By the time business consumers determined that this “cloud thing” really had the potential to revolutionize operations, software engineers and industry experts were prepared for the increased demand of services. In fact, they had envisioned it occurring several years earlier.
The next step was the wide application–or adoption–of cloud services by business.
The Dynamics: Market, Business, and Human
As with any new technological archetype adopted by end users–whether transitioning from icebox to refrigerator or typewriter to word processor–the market for cloud services is following the same pattern of adoption. Some of this goes back to the last century and the work of Everett Rogers; the resulting bell curve reflects why, how, and how quickly new ideas and technology spread through society.
A few key factors (and occasional impediments) to this process include cost, skepticism, fear, and familiarity with the old technology. In the business world, cost tends to be a more high-ranking factor than in the average consumer’s kitchen. Cloud services have already made significant inroads into business. Now, it is becoming the prevailing solution in ever-expanding areas thereof.
The Evolution of IT Services
Within this context, the evolution of IT services has manifested according to the following progression:
Service-Oriented Architecture (SOA) – This software model was designed to manage the functions of computers working within networks on-site, typically ones that run different programs.
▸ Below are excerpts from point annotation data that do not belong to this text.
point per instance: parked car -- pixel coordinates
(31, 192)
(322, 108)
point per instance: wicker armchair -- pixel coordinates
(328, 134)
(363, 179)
Infrastructure-as-a-Service (IaaS) – This included the provisioning of hardware, processing, storage, and networks. End users retain control over deployment and operations of these resources.
Platform-as-a-Service (PaaS) – It expanded on Infrastructure-as-a-Service by including platforms and tools, as well as end-user ability to deploy and run original, designer, or market applications.
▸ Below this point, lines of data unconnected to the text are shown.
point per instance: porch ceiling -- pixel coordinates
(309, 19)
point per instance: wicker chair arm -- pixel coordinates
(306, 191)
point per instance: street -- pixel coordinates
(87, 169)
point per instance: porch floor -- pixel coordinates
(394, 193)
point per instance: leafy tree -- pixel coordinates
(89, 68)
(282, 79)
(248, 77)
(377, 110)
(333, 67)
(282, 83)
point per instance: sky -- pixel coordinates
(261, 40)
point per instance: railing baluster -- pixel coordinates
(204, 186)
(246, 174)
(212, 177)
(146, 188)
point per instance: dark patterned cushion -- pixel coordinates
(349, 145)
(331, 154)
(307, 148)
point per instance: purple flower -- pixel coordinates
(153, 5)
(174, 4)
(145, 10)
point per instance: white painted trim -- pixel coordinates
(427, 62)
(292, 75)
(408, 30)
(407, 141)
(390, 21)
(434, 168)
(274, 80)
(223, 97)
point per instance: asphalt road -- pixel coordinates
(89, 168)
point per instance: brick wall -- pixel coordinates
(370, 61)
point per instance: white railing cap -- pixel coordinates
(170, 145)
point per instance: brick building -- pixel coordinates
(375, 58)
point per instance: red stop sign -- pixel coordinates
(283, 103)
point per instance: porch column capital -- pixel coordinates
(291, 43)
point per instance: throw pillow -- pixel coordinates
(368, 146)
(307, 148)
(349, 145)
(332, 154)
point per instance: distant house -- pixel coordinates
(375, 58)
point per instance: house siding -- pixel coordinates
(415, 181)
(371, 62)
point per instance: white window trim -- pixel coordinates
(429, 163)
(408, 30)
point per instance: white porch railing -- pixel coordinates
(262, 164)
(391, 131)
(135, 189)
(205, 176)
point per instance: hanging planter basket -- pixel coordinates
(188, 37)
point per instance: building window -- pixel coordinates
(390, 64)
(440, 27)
Software-as-a-Service (SaaS) – This further expanded PaaS by including end-user ability to provision custom applications on top of hardware and native system resources.
Management-as-a-Service (MaaS) – It facilitated services such as security, authentication, accounting, operations management, systems management, and monitoring.
Business-Process-as-a-Service (BPaaS) – This integrated all three (PaaS, IaaS, and MaaS) around SaaS, structured in horizontal or vertical process services.
The latter two stages involve the mental paradigm shift (or human element) as described in Rogers’ work, but this is simply part of the process as repeatedly demonstrated in industry and consumer models: As business organizations find it more cost-effective to outsource hardware and software solutions through third parties, eventually they recognize the superiority of nascent products or services–which win out once again.
After all, it isn’t as though the majority of businesses were designing and manufacturing their own IT hardware and software to start. The evolution toward divestiture (relative to housing, maintenance, personnel, and other attendant costs of hardware and software) only seems natural–particularly as cloud services become increasingly affordable.